2. The idea of partitioning by "b", the performance counter type column, is an interesting one .... I am definitely going to consider it for a future release. For now, my new schema is going to end up turning one 300GB table (incl indexes) into about 100 tables of sizes ranging from about 0.1GB to 3.5GB each (with indexes), which feels like an OK size range for both manageability and performance (though I'd still be interested to see what people on this list think).

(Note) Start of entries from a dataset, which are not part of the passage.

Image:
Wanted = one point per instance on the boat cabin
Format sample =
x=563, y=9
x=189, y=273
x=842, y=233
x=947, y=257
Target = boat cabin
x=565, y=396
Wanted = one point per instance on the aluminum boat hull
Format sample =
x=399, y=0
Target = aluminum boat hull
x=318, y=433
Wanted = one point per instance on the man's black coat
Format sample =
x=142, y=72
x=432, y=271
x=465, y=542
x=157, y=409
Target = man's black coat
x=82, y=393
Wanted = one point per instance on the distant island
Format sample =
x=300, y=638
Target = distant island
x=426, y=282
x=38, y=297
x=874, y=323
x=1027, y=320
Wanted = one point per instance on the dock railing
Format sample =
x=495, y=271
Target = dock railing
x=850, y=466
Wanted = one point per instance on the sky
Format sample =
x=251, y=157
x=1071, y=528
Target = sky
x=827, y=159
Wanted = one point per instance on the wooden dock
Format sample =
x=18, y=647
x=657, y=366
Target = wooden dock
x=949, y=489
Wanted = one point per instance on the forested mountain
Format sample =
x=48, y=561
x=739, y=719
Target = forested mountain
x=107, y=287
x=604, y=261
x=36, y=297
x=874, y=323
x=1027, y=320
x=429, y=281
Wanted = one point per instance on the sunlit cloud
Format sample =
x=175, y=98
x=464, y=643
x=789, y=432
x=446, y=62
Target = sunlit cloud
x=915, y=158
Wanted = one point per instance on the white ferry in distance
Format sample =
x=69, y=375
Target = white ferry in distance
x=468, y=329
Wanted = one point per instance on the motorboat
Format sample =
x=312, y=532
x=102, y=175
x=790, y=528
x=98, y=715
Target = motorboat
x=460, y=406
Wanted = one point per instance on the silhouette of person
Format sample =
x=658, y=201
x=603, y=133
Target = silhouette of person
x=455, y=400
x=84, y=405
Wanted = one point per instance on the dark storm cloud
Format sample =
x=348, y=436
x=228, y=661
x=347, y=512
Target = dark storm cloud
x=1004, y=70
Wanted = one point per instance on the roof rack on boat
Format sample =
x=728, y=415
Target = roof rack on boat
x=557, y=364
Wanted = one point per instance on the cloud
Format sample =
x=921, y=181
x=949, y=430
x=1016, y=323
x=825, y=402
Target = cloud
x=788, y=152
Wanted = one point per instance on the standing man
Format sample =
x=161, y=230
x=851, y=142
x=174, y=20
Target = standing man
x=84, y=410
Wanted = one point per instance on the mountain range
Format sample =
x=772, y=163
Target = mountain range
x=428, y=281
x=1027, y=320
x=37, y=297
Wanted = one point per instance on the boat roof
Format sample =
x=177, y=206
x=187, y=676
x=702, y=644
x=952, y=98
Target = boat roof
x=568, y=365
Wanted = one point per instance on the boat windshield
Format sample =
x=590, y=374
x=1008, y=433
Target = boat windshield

When I get to storing multiple terabytes, having 6,000 tables is going to look more attractive :-)
3. If you were suggesting the (ts, a) index as an alternative to (a, b, ts) and (ts) that's an interesting and cunning plan ... I'd need to see how it performs on the queries which extract data series for graphing, which are of the form " .... where a=2617 and b=4 and ts between '2010-02-22 00:00' and '2010-02-25 00:00'" and which are interactive.
<testing>
I tried this and it took quite a bit longer than the version with the "natural" index (102ms vs 0.5ms both from buffer cache) ... and this is a test data set with only 1,000 pieces of equipment (values of a) and my design target is 25,000 pieces.
# explain analyse select time_stamp, value from foo where a=1 and b=14 and time_stamp between '2010-02-23 09:00' and '2010-02-23 12:00';
QUERY PLAN
------------------------------------------------------------------------------------------------------------------------------------------------------------------------------------------------------
Index Scan using foo1 on foo (cost=0.00..21196.67 rows=17 width=16) (actual time=0.133..102.571 rows=72 loops=1)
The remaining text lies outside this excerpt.